Não como á duas semanas e estou começando a ficar fraco e o meu estômago dói. A pinga e cocaína que me ajudavam a aliviar essas dores acabaram. Não posso ir buscar mais cocaína, pois estou devendo aos traficantes, se eu for sei que não volto vivo de lá. Não tenho força para me levantar e o dia está parecendo noite. Ouço uma voz aparentemente conhecida, olhei para o lado e vi que era um dos meus amigos do beco que veio me ver, ele falava comigo, pedia para que eu levantasse, mas eu não tinha forças para me movimentar. Senti um aglomerado de pessoas ao meu lado, escuto um barulho forte, uma sirene que não conseguia reconhecer se era de polícia ou ambulância. Um homem se aproximou de mim e começou a tirar minha camisa e tentou conversar comigo, pediu que eu me acalmasse. Perguntou o meu nome, mas eu não consegui responder, meu corpo estava paralisado eu mal conseguia mexer minha mandíbula. Colocaram-me em uma maca e me levaram para dentro de um carro grande cheio de aparelhos, a minha respiração está ficando fraca e já não tenho mais forças para inspirar. A tontura piora e sinto meu coração bater lentamente. Começam a colocar um monte de coisas em meu rosto, parecia uma mascara, me furaram com uma agulha e novamente ouvi alguém falar comigo, mas novamente não consegui responder. Senti o carro parando e muitas vozes altas, me tiraram daquela maca e me colocaram em outra que se movimentava rapidamente. Passei por diversas portas e parei em uma sala debaixo de um monte de luzes. Senti alguém apertando o meu peito, senti mais picadas no meu braço. Colocaram algo sob meu corpo que dava um grande choque e fazia meu corpo balançar.

Andando em um caminho escuro vi uma grande luz e caminhei em sua direção, avistei um lugar muito bonito, repleto de flores, pássaros e árvores. Ouvi alguém me chamando, olhei para o lado e era o meu amigo de rua que havia falecido na semana passada.

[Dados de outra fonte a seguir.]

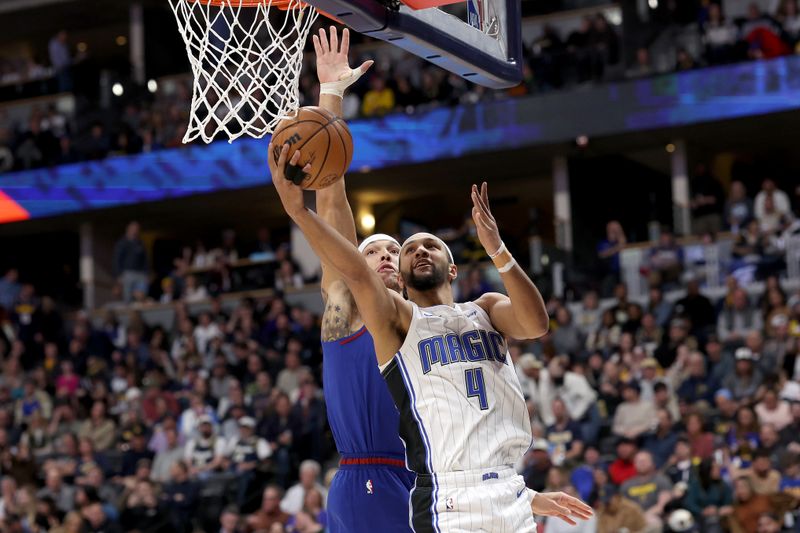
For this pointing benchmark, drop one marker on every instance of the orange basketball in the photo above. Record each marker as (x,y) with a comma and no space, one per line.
(324,141)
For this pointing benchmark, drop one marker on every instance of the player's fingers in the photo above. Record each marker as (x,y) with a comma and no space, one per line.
(334,40)
(323,40)
(345,41)
(485,194)
(576,505)
(483,207)
(317,47)
(295,156)
(568,520)
(365,65)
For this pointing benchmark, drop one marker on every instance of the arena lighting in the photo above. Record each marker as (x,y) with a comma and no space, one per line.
(368,222)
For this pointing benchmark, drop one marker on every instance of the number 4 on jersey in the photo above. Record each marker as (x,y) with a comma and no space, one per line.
(476,388)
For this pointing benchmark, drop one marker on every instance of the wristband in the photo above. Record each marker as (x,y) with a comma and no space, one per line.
(499,250)
(508,266)
(336,88)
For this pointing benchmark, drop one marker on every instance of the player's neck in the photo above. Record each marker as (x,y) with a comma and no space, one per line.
(439,296)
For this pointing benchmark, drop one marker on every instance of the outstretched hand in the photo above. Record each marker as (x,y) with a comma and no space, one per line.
(290,194)
(485,223)
(560,505)
(332,60)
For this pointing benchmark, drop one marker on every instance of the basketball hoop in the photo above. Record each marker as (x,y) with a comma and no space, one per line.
(246,57)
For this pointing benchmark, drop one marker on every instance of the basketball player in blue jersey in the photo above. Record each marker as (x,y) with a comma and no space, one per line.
(463,419)
(371,489)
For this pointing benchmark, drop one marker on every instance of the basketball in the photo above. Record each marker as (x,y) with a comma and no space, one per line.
(324,141)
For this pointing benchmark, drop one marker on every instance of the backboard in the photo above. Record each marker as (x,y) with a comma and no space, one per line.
(488,55)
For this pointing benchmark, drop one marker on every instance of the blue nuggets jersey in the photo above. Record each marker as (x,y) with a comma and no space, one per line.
(361,411)
(370,492)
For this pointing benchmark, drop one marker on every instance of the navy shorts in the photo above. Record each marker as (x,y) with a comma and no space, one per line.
(370,498)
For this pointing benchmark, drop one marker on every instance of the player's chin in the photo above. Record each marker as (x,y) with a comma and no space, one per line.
(390,279)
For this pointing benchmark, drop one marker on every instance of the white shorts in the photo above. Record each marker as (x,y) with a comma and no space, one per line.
(494,500)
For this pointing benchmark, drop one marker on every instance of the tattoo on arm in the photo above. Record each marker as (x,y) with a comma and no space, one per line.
(336,319)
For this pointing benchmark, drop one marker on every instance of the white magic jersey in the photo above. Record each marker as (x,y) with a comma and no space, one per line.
(460,402)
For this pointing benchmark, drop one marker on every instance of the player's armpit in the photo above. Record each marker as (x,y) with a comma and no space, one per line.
(337,319)
(505,320)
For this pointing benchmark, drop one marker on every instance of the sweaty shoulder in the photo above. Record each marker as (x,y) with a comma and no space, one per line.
(340,318)
(488,300)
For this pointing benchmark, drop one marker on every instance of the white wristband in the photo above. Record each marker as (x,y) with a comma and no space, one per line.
(336,88)
(499,250)
(508,266)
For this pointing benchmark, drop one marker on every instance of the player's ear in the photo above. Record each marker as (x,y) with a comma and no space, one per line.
(453,272)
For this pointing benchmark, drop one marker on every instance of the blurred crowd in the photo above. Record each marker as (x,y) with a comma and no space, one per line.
(216,422)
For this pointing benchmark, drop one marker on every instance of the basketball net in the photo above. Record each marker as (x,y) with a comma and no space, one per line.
(246,57)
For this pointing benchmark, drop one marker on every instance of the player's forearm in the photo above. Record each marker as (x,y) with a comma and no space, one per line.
(527,303)
(332,103)
(334,208)
(331,247)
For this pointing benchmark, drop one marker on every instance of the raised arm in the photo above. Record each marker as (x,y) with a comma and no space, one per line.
(385,313)
(335,74)
(522,314)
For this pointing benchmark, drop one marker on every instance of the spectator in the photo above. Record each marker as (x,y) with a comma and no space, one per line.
(736,320)
(230,520)
(747,378)
(270,512)
(764,479)
(309,474)
(697,309)
(100,429)
(663,440)
(287,278)
(379,99)
(789,18)
(194,292)
(719,36)
(780,199)
(244,454)
(700,440)
(616,513)
(708,497)
(623,467)
(564,436)
(130,262)
(634,416)
(536,465)
(665,262)
(61,60)
(772,410)
(643,67)
(204,453)
(738,207)
(164,460)
(577,394)
(143,510)
(649,489)
(181,496)
(608,251)
(56,489)
(567,338)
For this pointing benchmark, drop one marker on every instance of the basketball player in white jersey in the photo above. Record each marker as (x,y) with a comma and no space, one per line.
(463,418)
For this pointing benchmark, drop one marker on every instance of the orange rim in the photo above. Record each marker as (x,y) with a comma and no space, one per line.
(280,4)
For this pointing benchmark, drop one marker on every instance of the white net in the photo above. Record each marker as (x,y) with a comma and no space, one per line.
(246,57)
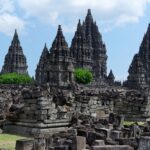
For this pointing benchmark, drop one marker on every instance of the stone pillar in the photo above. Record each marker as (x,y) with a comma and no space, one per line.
(24,144)
(144,143)
(39,142)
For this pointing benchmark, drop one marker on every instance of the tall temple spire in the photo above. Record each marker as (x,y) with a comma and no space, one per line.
(89,16)
(59,42)
(139,70)
(15,39)
(44,58)
(15,60)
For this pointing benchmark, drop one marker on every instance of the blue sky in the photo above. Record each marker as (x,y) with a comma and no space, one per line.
(122,24)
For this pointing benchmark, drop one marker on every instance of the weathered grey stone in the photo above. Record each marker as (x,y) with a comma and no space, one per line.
(144,143)
(112,147)
(24,144)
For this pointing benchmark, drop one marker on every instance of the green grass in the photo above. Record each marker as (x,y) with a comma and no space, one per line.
(8,141)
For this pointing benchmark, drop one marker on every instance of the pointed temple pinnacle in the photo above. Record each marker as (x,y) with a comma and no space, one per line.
(59,28)
(15,34)
(89,12)
(79,24)
(149,27)
(45,46)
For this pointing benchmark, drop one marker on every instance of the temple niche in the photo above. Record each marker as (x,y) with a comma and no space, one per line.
(15,60)
(139,70)
(87,50)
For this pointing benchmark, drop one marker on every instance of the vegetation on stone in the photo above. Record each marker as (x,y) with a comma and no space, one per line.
(8,141)
(15,78)
(83,76)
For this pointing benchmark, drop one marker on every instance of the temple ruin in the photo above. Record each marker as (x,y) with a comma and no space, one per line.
(63,115)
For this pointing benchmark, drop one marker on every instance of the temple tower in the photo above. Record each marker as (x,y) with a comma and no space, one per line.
(88,48)
(41,67)
(139,70)
(15,60)
(58,66)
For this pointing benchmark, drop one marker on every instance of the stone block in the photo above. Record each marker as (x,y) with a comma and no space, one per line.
(112,147)
(24,144)
(81,142)
(63,147)
(99,142)
(116,135)
(144,143)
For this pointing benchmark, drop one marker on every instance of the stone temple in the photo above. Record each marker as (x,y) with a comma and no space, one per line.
(65,115)
(87,50)
(139,70)
(15,60)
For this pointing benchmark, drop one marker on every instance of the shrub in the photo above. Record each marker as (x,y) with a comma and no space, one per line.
(83,76)
(15,78)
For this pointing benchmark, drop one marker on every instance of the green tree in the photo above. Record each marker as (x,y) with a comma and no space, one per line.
(83,76)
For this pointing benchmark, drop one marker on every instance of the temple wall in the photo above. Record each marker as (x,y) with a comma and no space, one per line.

Ele estava bem vestido com uma roupa toda branca e sua aparência era jovial e bonita. Ele disse que estava me esperando. Dei-lhe um forte abraço e pedi desculpas por não ter conseguido ajudá-lo e com um sorriso bonito me respondeu:

- Não foi culpa sua, você fez o que pode o que estava em seu alcance, obrigado! Foi melhor assim, pois estou em lugar melhor aonde eu posso viver mais tranquilamente minha vida e descansar em paz. Eu vim até aqui para recepcioná-lo e te levar pra lá. Vamos logo, pois temos muito a conversar. E ele estendeu a mão em minha direção e com um sorriso estendi a minha ao de encontro da dele... Aumente a carga ou vamos perdê-lo! Afastem-se... Mais uma vez... mais uma vez. Ele não está reagindo doutor! Vamos meu amigo você precisa reagir. Vamos! Sinto muito, mas ele não reagiu. Horário do óbito: 23h00minhs.